Some limitations are immediately obvious: you can't render in Mental Ray, you can't deform the lightning in any way, and, probably worst of all, you can't easily control the opposite side of the paint effect that is not attached to the curve. This is irritating because, by default, the "source" end of the lightning is at this opposite side.
The first step to a more interactive lightning effect is converting to geometry. Select the paint effect stroke, and do Modify -> Convert -> Paint Effects to NURBS. Render again, and it will look slightly different, but at least you can now render in mental ray (Be sure to set the anti-alias settings high enough or you will get breaks in the thin geometry -- easiest way is to just use the Production quality preset). You can try to approximate the look of the original lightning bolt by tweaking the Shader Glow attributes (more on that later).
As geometry, you can do now manipulate it with deformers. A quick, dirty way of creating source and end "locators" is to use a control curve. Do Create -> EP Curve Tool options, and in the options select a Linear curve degree. Now place two points for the curve, and move the control points to the two ends of the lightning. Under the Animation menu, do Create Deformers -> Wire Tool. In the outliner, select the strokeShapeLightningOrange1Surfaces group node (the surfaces to deform), and press enter. Then select the curve1 curve (the wire deformer), and press enter. Now you have a curve whose 2 ends can be used to place your electricity effect.
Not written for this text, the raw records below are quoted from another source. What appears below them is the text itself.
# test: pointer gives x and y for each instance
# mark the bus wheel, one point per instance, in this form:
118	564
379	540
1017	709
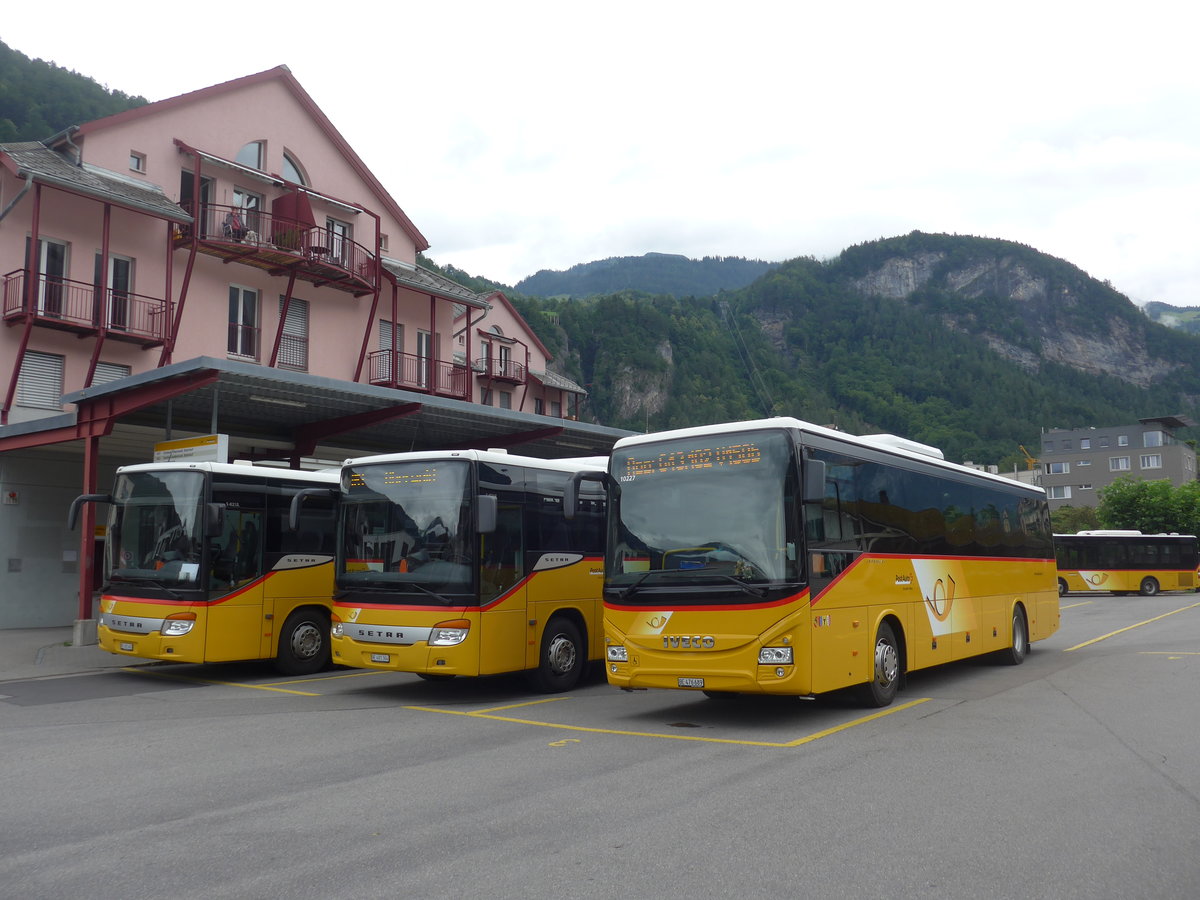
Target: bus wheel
881	690
1015	654
304	643
562	659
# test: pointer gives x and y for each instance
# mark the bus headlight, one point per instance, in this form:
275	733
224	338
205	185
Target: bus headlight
179	623
448	634
775	657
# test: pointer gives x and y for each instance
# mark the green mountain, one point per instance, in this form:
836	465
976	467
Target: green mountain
653	273
40	99
967	343
1186	318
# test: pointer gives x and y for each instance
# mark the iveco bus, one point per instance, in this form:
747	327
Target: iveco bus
781	557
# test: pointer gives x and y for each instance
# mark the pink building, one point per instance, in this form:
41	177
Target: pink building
228	249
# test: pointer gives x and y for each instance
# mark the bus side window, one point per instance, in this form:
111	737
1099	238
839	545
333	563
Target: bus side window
502	552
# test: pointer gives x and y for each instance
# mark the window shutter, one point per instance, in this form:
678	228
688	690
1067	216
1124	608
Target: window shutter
40	383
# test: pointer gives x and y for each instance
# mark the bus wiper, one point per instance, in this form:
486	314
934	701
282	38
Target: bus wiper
748	588
633	586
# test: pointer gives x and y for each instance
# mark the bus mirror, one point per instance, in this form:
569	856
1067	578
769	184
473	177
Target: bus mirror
571	491
77	503
814	480
485	513
214	520
298	502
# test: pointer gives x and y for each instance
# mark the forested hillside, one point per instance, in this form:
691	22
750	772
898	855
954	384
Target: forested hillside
653	273
40	99
971	345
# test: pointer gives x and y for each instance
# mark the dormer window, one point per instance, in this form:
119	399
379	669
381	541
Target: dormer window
292	171
251	155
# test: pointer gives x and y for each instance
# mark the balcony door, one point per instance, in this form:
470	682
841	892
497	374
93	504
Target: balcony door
113	292
52	273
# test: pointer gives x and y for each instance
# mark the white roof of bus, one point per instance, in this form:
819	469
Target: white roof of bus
234	468
493	457
888	443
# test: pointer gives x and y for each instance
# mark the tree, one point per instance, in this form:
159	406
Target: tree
1149	507
1072	520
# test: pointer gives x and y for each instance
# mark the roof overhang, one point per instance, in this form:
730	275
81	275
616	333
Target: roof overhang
270	413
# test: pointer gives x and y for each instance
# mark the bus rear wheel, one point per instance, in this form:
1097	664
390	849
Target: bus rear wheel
562	658
881	690
1019	649
304	643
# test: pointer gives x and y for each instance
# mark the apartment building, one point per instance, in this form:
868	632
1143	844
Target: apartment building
1077	463
223	262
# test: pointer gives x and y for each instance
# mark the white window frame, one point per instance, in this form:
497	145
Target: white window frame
255	329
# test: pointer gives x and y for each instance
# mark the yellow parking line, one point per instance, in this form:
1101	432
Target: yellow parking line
213	681
359	673
1129	628
621	732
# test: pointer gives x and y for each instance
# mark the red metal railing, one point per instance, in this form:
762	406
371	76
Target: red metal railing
257	231
65	303
413	372
503	369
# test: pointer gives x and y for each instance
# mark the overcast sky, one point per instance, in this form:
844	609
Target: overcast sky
528	136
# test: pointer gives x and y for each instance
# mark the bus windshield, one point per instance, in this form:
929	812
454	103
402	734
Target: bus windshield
155	528
407	525
709	509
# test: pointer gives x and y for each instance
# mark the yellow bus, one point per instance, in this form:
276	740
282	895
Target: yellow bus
1126	562
780	557
201	565
462	563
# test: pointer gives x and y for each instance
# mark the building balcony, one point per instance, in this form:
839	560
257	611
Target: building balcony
419	373
282	245
84	309
501	370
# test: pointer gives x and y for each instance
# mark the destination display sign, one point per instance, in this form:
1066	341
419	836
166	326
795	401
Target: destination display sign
743	453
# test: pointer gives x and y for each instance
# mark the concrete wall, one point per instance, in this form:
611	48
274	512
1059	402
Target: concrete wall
40	561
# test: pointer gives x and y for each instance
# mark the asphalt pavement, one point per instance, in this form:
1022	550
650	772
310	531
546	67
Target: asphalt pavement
47	652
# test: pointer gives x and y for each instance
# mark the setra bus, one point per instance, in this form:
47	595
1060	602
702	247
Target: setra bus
1125	562
781	557
461	563
201	565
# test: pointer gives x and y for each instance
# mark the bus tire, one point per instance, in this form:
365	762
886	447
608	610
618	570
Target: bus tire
1015	653
881	690
562	658
304	642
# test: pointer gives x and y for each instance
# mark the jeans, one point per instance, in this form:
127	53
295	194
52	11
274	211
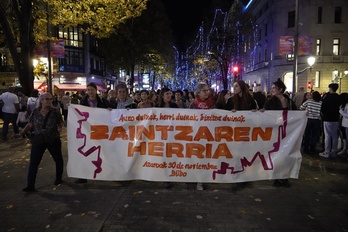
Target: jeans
9	118
331	138
36	155
312	133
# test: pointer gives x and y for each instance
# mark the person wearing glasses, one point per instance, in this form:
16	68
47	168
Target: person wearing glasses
93	100
45	120
280	101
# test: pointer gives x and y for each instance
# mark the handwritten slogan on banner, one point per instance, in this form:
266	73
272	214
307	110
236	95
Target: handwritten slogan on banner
184	145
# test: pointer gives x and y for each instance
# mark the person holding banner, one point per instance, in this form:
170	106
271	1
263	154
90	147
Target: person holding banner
165	101
280	101
46	122
145	101
201	101
123	100
93	100
241	100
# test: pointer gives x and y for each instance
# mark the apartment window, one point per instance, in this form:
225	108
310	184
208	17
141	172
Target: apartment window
91	63
3	60
318	48
72	57
338	14
291	19
336	47
72	35
290	57
320	15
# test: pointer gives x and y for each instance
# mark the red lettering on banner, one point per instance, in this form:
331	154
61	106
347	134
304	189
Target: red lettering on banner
181	133
176	149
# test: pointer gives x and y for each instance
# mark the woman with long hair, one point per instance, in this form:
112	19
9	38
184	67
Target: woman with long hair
145	101
45	121
222	99
312	131
279	101
93	100
201	101
165	101
241	99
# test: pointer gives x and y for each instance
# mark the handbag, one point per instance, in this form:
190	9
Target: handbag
39	140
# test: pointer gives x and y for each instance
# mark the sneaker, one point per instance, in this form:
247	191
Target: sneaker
342	153
286	183
166	185
29	189
199	186
58	181
81	181
323	154
278	183
234	186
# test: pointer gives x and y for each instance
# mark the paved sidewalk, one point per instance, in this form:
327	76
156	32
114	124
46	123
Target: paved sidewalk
317	201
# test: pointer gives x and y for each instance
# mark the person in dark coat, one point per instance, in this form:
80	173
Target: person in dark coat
93	100
280	101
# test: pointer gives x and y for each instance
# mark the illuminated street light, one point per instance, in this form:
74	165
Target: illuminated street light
310	62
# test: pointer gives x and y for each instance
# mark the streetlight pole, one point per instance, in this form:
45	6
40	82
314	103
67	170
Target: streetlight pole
294	77
49	73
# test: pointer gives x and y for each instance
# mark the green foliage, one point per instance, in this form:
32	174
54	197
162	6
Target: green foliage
144	40
97	17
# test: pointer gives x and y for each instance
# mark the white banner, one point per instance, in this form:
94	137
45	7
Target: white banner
184	145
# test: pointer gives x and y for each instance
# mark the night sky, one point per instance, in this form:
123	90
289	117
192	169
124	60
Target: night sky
186	17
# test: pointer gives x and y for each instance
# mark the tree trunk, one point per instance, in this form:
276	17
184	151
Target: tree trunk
21	53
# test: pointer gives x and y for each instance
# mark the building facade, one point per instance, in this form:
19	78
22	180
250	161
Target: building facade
322	24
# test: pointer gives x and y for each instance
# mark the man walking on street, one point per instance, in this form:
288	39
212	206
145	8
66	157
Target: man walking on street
330	116
9	111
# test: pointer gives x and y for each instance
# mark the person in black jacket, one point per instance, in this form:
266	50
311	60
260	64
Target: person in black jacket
330	116
241	99
93	100
279	101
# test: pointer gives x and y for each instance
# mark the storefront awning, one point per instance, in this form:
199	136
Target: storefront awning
70	87
39	84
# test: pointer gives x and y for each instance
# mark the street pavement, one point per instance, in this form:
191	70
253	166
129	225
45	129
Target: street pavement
317	201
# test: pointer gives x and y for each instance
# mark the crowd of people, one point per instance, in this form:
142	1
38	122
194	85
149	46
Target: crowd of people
327	115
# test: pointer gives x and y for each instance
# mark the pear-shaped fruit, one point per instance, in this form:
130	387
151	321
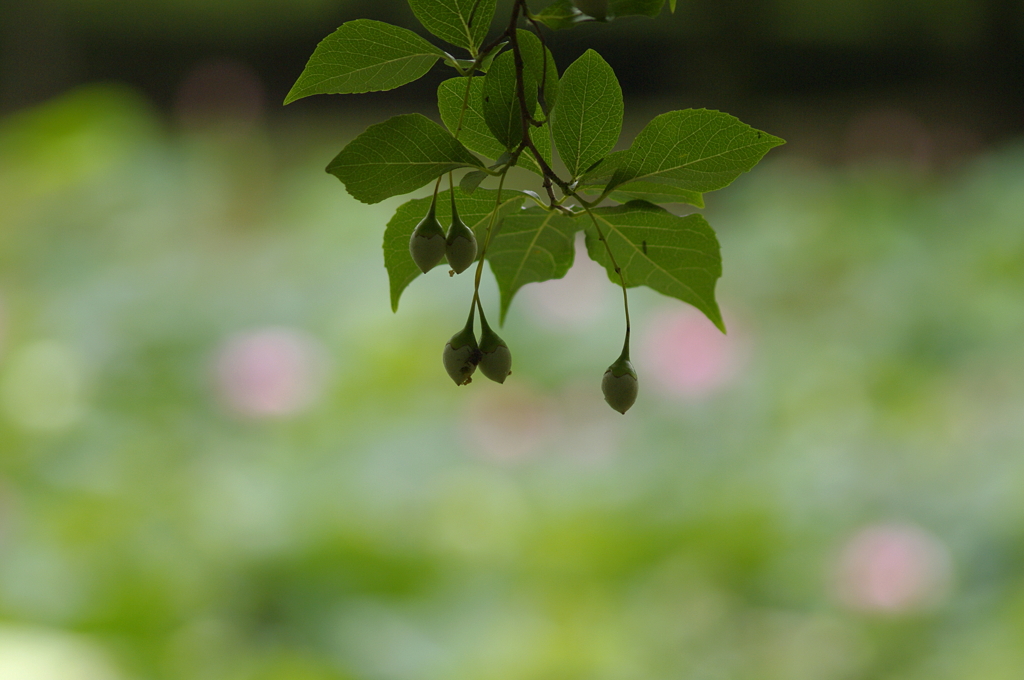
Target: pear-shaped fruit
460	247
496	359
596	8
462	354
427	243
620	384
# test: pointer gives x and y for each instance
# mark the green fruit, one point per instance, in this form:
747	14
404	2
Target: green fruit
620	384
460	247
596	8
427	243
496	359
462	354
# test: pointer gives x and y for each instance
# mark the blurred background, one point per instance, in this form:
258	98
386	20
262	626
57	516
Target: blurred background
223	458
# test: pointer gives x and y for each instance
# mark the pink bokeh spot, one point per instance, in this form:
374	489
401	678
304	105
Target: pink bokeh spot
685	354
268	373
892	568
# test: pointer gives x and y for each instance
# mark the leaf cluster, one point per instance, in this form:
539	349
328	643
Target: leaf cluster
509	104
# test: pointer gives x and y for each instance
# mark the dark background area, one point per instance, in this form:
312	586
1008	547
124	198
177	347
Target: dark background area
792	65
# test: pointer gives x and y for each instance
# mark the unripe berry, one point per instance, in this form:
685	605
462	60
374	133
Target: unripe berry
427	243
460	247
620	385
496	359
596	8
462	354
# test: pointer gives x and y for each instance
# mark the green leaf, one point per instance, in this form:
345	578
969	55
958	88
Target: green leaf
465	65
474	210
538	60
475	133
676	256
398	156
541	136
462	23
694	150
656	193
588	118
501	102
471	180
560	14
534	245
634	7
365	56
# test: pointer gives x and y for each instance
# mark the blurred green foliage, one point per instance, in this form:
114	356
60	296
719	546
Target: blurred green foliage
222	457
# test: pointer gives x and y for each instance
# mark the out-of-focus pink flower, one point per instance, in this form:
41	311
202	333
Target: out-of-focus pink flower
683	354
271	372
892	568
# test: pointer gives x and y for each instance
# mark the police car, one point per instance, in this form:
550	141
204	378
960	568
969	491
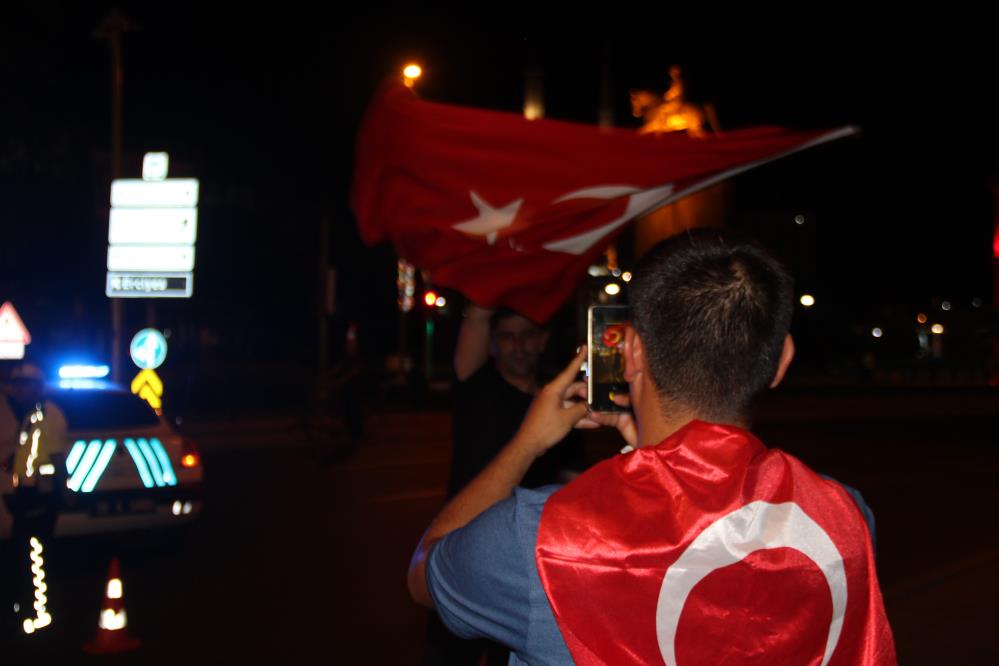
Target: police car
126	467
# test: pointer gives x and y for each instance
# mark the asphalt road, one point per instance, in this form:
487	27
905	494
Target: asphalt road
301	557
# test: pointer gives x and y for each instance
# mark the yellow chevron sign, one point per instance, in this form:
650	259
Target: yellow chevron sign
148	386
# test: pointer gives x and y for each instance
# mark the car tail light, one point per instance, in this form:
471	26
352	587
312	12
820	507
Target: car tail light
189	456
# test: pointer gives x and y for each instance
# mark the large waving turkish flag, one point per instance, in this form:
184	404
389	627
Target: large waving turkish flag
711	549
511	211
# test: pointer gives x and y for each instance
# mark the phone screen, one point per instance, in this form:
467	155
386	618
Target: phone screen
605	365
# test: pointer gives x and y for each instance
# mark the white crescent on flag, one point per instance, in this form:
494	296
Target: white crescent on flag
756	526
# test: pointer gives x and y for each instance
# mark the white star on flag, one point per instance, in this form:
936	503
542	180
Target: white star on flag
490	219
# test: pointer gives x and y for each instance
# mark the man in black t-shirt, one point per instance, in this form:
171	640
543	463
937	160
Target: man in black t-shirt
496	365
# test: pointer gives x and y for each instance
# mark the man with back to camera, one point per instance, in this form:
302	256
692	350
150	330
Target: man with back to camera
701	546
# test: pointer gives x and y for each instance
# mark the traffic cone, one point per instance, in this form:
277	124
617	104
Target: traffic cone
112	637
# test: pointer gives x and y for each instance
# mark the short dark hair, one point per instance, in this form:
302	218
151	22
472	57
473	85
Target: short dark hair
712	307
503	313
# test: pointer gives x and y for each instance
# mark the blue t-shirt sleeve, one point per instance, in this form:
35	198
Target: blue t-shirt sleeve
482	577
477	579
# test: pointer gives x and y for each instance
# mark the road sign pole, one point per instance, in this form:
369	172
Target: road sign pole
111	28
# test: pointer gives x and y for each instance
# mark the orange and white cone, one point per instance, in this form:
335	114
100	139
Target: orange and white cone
112	637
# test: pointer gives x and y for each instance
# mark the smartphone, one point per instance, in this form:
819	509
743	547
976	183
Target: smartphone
605	326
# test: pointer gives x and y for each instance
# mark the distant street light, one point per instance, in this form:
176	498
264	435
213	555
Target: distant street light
410	73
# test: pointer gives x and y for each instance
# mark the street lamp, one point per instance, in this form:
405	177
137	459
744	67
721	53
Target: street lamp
410	73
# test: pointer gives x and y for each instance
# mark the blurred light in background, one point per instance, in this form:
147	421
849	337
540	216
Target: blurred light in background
410	73
84	371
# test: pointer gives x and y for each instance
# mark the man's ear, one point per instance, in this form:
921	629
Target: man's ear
786	354
634	354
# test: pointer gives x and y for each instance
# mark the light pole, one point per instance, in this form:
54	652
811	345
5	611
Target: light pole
111	28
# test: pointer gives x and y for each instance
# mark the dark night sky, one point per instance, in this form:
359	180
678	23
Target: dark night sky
261	101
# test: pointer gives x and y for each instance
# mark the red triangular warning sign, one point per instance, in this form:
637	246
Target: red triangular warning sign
12	329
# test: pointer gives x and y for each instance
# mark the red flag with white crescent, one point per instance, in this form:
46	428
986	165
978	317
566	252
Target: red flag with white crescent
711	549
511	211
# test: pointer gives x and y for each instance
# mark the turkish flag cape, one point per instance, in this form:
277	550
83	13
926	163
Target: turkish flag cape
511	211
711	549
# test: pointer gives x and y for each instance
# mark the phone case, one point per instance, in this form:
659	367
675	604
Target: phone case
605	364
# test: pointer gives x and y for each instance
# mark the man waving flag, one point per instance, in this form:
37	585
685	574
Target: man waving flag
512	211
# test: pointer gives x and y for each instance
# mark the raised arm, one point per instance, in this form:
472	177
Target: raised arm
548	420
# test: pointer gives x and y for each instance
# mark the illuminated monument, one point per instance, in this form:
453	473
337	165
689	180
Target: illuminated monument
672	112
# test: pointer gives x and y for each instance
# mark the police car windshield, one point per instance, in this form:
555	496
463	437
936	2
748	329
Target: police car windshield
97	410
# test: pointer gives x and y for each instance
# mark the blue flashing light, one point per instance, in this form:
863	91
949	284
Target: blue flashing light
84	384
83	469
99	466
140	463
73	459
154	465
169	478
84	371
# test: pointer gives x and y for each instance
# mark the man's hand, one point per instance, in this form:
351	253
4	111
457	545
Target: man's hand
553	413
623	421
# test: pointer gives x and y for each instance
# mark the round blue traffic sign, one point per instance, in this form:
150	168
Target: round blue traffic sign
148	349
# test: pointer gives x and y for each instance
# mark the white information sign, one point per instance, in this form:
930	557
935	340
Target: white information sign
151	233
There might be some issues with the deformer, depending on your default setup. Select your curve1, and in the Attribute editor select the wire1 tab to get attributes for the wire1 deformer. Increase the Dropoff Distance if any part of the lightning is "sticking" to its original position. Increase the Scale to increase the size of the lightning geometry and reduce the stretching effect. Push play in the timeline -- it's still animates fine!
Now it's kind of irritating to have to get into component mode every time you want to move the lightning, so use Clusters to transform the curve CVs individually. Select one of the curve's CVs and do Create Deformers -> Cluster. Repeat for the second CV. Now you have two clusters to move the curve points of the lightning.
Finally, let's fix the look of the lighting. In the hypershade, select the Shader Glow node, and look at its attributes in the Attribute Editor. The first thing you should do immediately is turn off Auto Exposure. Under Glow attributes, set Glow intensity to 0.5, and Glow spread to 0.035. Under Halo attributes, set Halo intensity to 1.0 and Halo spread to 0.1. Use these as a starting point for your own tweaks. You can change the color of the lightning mainly by changing the color of the Incandescence on the lightningOrange1Shader node.